Ces projets pilotes n'existent que par la bonne volonté des individus, notamment les chefs d'établissement et de service de ces maternités. Un cadre juridique leur assurerait donc une pérennité et un mode de fonctionnement plus clair. Il permettrait également aux sages-femmes libérales de contracter une responsabilité civile professionnelle adaptée permettant effectivement de pratiquer les accouchements dans la maison de naissance.

Je voudrais conclure cette présentation sur trois points qui me semblent essentiels.

Tout d'abord, le réseau des maternités a profondément changé depuis une vingtaine d'années : elles sont moins nombreuses, de taille plus importante et mieux équipées. La restructuration hospitalière et la classification des maternités en trois niveaux ont eu des conséquences que je crois indispensable d'évaluer ; je soutiens d'ailleurs la demande que notre présidente a faite auprès de la Cour des comptes allant dans ce sens.

Pour autant, il serait injuste de faire un lien entre la fermeture des « petites » maternités et la création de maisons de naissance : elles n'existent pas aujourd'hui ; surtout elles seront nécessairement attenantes à une maternité. S'il n'y a plus de maternité, il ne peut pas y avoir de maison de naissance !

En outre, par essence même, ces maisons resteront des petites structures, autour de 200, voire au maximum 300 naissances. Elles ne pourront, en pratique, être créées que dans des zones urbaines pour deux raisons : les femmes volontaires et susceptibles de pouvoir y entrer, c'est-à-dire qui remplissent les conditions d'absence de pathologie, et les sages-femmes prêtes à s'engager dans un tel projet doivent être suffisamment nombreuses pour que le projet soit viable. Cependant, afin d'éviter tout effet de seuil pour les maternités proches des 300 accouchements annuels, la proposition de loi prévoit explicitement que l'activité de la maison de naissance est comptabilisée avec celle de la maternité.

Ensuite, les conditions de sécurité, qui ont été améliorées lors du débat parlementaire de 2010, sont en définitive exactement les mêmes que la femme soit prise en charge en maternité ou en maison de naissance, puisque celles-ci sont attenantes à une unité d'obstétrique et concluront une convention organisant leur travail en commun, notamment les transferts de patientes.

Enfin, est-il nécessaire de rappeler que la maternité et l'accouchement touchent à l'intime et à la conviction personnelle des femmes et des couples ? Ouvrir des maisons de naissance à côté des maternités permet d'élargir l'offre de prise en charge par une approche complémentaire, pour celles qui le souhaitent et qui sont en état de conduire une grossesse physiologique.
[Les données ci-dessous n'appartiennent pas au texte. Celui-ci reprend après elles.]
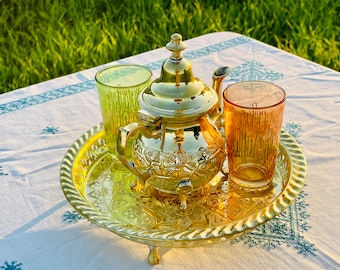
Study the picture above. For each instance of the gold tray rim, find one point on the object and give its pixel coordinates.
(298, 172)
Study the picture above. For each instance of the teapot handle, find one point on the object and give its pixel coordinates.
(124, 135)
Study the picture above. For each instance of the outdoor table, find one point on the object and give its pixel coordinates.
(39, 229)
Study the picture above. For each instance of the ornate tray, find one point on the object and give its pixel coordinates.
(99, 188)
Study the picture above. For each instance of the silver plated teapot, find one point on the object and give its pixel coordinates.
(175, 145)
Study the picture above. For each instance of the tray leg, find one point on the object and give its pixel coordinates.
(153, 256)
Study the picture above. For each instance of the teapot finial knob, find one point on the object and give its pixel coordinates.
(176, 46)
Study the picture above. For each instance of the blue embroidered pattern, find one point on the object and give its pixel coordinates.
(71, 217)
(293, 129)
(50, 130)
(88, 85)
(14, 265)
(254, 70)
(2, 171)
(286, 227)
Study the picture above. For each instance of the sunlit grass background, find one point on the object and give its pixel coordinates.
(41, 40)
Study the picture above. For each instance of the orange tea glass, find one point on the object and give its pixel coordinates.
(253, 112)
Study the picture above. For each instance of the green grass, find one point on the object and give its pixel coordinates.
(41, 40)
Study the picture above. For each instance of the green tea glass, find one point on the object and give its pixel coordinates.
(118, 89)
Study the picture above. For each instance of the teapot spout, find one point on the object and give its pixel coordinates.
(218, 78)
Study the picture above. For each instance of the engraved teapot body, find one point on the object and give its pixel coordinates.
(176, 146)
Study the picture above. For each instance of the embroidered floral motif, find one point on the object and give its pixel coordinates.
(2, 171)
(254, 70)
(293, 129)
(50, 130)
(288, 227)
(71, 217)
(14, 265)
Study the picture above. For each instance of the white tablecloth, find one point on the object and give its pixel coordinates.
(39, 229)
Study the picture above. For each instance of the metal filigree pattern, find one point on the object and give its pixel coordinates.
(101, 191)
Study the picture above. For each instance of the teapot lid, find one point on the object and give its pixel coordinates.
(177, 95)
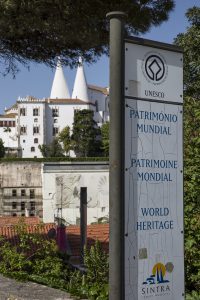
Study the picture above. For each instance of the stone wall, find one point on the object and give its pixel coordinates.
(20, 189)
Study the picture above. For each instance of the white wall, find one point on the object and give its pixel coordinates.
(62, 183)
(29, 121)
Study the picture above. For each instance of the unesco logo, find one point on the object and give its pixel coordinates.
(154, 68)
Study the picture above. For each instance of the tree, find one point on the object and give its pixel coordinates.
(65, 138)
(2, 149)
(190, 42)
(52, 150)
(85, 134)
(105, 138)
(41, 30)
Lors de mes déplacements, les parents m'ont beaucoup parlé de la notion d'accompagnement global, c'est-à-dire au fond de la relation de confiance qui s'établit au fil des mois entre la femme et sa sage-femme. Cette approche permet une prise en charge personnalisée, sur mesure en quelque sorte, qui n'est guère possible dans une structure telle qu'une maternité, où les sages-femmes enchainent des gardes de douze ou vingt-quatre heures.

C'est au nom de cette démarche, au nom de toutes ces femmes et de tous ces couples, que je vous demande d'approuver l'expérimentation en France des maisons de naissance.